Canadian biotech Entheon Biomedical is in the midst of a Phase I/IIa trial testing DMT, a hallucinogenic drug with a much shorter effect, for nicotine addiction. Unlike psilocybin, DMT’s effect lasts no more than a few minutes, allowing for a 30- to 60-minute procedure. And atai subsidiary DemeRx is studying the use of ibogaine, another Schedule I psychedelic, for the treatment of opioid use disorder.

“I wish these things weren’t even called psychedelics,” Conley, the Eleusis exec, said. “I mean, I recognize they are. But you know, I think a lot of times in medicine, we tend to forget that there have been a natural basis and a human use of a lot of agents we use before we did them.”

What comes next?

There are still much more data to be seen — on durability, dosing size and even best counseling strategies — before the FDA is likely to make any decisions in this space.

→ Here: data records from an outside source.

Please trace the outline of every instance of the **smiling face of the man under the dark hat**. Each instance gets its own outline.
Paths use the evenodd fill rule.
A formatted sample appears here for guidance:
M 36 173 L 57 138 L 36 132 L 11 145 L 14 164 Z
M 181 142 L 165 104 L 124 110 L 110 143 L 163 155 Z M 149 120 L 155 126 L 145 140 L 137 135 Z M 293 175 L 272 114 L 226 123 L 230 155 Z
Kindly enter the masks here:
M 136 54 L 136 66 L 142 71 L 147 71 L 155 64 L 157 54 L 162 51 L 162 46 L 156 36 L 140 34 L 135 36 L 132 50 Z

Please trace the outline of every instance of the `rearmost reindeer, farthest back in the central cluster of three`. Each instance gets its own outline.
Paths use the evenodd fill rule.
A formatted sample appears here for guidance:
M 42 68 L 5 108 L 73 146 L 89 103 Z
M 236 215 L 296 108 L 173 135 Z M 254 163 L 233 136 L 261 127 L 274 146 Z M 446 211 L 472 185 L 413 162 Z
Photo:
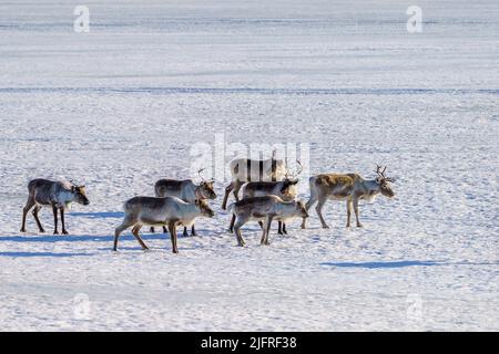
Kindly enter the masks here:
M 241 187 L 252 180 L 282 180 L 286 175 L 284 160 L 275 159 L 275 150 L 272 158 L 249 159 L 237 158 L 231 162 L 231 184 L 225 188 L 225 196 L 222 202 L 222 209 L 227 207 L 228 194 L 233 191 L 236 201 L 240 200 L 238 192 Z

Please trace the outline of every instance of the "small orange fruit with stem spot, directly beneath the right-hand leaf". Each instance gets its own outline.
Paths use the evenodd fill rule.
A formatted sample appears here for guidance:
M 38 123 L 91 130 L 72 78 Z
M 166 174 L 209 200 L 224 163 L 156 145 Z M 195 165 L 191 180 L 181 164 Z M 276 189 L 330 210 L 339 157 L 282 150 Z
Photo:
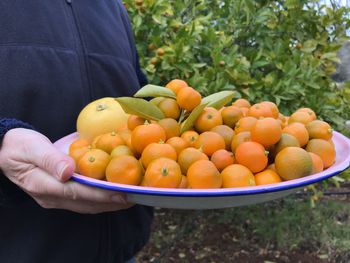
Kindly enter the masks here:
M 222 124 L 222 117 L 217 109 L 208 107 L 198 116 L 194 122 L 195 129 L 199 132 L 210 131 L 215 126 Z

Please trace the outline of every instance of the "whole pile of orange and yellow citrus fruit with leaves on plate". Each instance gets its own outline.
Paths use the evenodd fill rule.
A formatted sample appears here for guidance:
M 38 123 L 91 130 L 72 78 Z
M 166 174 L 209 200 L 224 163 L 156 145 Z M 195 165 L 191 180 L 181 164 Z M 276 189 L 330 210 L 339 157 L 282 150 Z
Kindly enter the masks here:
M 233 96 L 202 98 L 175 79 L 134 97 L 94 101 L 80 113 L 80 137 L 69 147 L 76 172 L 128 185 L 209 189 L 279 183 L 335 162 L 332 128 L 312 109 L 284 116 L 272 102 Z

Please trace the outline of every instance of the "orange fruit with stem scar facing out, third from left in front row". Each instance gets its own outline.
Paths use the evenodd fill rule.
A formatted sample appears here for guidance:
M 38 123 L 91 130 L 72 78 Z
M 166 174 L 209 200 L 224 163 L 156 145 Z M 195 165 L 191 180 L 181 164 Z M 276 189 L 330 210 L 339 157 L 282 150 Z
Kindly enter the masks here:
M 177 162 L 168 158 L 159 158 L 148 165 L 144 178 L 146 186 L 177 188 L 181 183 L 182 174 Z

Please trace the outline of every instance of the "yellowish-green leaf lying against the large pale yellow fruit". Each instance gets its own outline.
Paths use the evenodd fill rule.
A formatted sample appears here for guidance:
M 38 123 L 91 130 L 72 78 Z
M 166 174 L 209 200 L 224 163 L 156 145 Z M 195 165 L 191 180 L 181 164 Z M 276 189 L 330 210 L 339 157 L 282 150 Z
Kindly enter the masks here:
M 153 103 L 139 98 L 115 98 L 126 113 L 137 115 L 146 120 L 161 120 L 165 118 L 163 112 Z

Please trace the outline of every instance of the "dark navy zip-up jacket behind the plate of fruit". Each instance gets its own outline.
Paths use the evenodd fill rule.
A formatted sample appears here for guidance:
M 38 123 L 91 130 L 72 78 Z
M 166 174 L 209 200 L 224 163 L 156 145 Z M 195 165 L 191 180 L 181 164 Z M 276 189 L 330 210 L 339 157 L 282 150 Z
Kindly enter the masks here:
M 119 0 L 0 1 L 0 119 L 31 124 L 55 141 L 80 110 L 130 96 L 140 72 Z M 43 209 L 0 174 L 0 262 L 123 262 L 145 244 L 152 210 L 82 215 Z

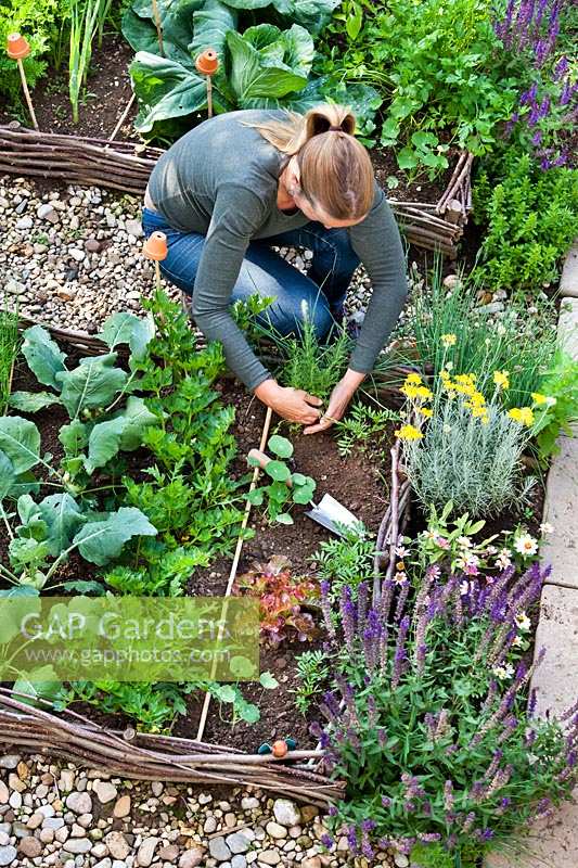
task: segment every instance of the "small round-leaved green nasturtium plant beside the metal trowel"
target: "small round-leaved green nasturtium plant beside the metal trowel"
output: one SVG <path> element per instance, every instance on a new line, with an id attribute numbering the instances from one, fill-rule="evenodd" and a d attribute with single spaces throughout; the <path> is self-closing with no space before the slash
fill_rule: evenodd
<path id="1" fill-rule="evenodd" d="M 292 473 L 286 459 L 293 455 L 293 445 L 286 437 L 273 434 L 267 447 L 277 459 L 269 461 L 264 468 L 265 473 L 271 478 L 269 485 L 261 485 L 247 495 L 254 507 L 260 507 L 267 500 L 267 514 L 272 522 L 293 524 L 293 519 L 287 512 L 292 503 L 306 506 L 313 497 L 317 483 L 311 476 L 303 473 Z M 257 459 L 249 458 L 252 467 L 258 467 Z"/>

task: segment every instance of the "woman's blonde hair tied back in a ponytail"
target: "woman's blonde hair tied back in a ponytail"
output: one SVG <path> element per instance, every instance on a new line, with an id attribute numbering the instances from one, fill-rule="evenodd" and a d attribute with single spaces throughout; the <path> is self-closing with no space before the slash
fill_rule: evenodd
<path id="1" fill-rule="evenodd" d="M 337 220 L 357 220 L 374 196 L 373 166 L 355 138 L 356 118 L 344 105 L 325 103 L 307 114 L 249 124 L 287 156 L 297 156 L 303 194 Z"/>

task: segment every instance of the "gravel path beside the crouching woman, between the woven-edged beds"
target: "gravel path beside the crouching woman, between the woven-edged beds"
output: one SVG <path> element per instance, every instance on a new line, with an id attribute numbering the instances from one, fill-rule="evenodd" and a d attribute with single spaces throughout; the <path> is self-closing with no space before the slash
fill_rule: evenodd
<path id="1" fill-rule="evenodd" d="M 39 193 L 27 178 L 0 177 L 0 290 L 9 306 L 89 334 L 115 310 L 138 312 L 141 295 L 154 290 L 154 268 L 141 252 L 140 208 L 140 199 L 97 187 Z M 307 270 L 308 252 L 281 252 Z M 362 269 L 351 288 L 348 312 L 359 322 L 370 293 Z"/>

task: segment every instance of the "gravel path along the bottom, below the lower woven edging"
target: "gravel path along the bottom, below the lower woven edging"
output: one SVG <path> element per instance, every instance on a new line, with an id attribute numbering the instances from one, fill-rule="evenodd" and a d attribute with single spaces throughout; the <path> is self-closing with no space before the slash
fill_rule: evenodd
<path id="1" fill-rule="evenodd" d="M 319 810 L 258 790 L 210 791 L 111 778 L 39 755 L 0 756 L 0 866 L 55 868 L 336 868 Z M 378 864 L 407 868 L 404 856 Z"/>

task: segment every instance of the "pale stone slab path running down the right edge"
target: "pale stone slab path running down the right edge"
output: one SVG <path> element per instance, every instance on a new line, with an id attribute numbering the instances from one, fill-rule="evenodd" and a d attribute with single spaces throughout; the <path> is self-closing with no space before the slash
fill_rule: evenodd
<path id="1" fill-rule="evenodd" d="M 578 359 L 578 239 L 570 247 L 560 283 L 562 305 L 558 335 L 566 350 Z M 537 714 L 561 715 L 578 697 L 578 431 L 558 438 L 548 475 L 544 522 L 554 531 L 542 546 L 552 573 L 540 600 L 536 653 L 547 649 L 531 687 L 536 688 Z M 523 852 L 494 854 L 485 868 L 576 868 L 578 866 L 578 788 L 553 817 L 536 822 L 523 842 Z"/>

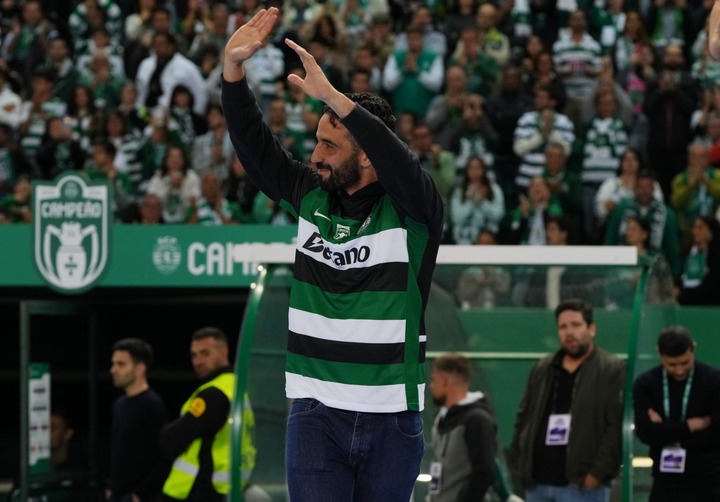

“I think it’s premature, personally, to really get all hyped up about it. We really need FDA to make the determination about safety and efficacy, which has not been done yet,” said Yazar-Klosinski, who’s now CSO of the MAPS Public Benefit Corporation. “We hope to have that kind of news in the next year or two.”

Some have falsely compared the field to the “next cannabis,” Brand said, dispelling the connection: “It’s really not. It’s really a biotech approach.”

Looking ahead, Yazar-Klosinski said the field could benefit from more collaboration, as many players are working on different variations of the same drug. To help boost progress, MAPS posts resources on its website like its MDMA investigators’ brochure, which covers clinical, nonclinical and manufacturing research updates from its own MAPS-sponsored programs.

“I think that other companies could do the same,” she said. “That will make it a little bit easier to figure out what’s going to happen with all of these multiple people working on the same drug.”

Above all, Barrow of MindMed emphasized, the field needs to avoid another freeze-out period like the 1970s when research ground to a halt for more than a decade.

More data will likely help with that, even if it won’t answer every lingering question overnight. MAPS read out promising Phase III results for its MDMA-assisted therapy in 90 PTSD patients back in May, and it’s also studying the effects of MDMA in other conditions like eating disorders and social anxiety in autistic adults. The organization has since moved from the bungalow-style house to a strip mall in San Jose.

“I think it’s critically important that we remember that history and don’t repeat it,” Barrow said. “I firmly believe we’d have a lot better mental health outcomes and a lot better substance abuse statistics if we had these treatments available for the last five decades.”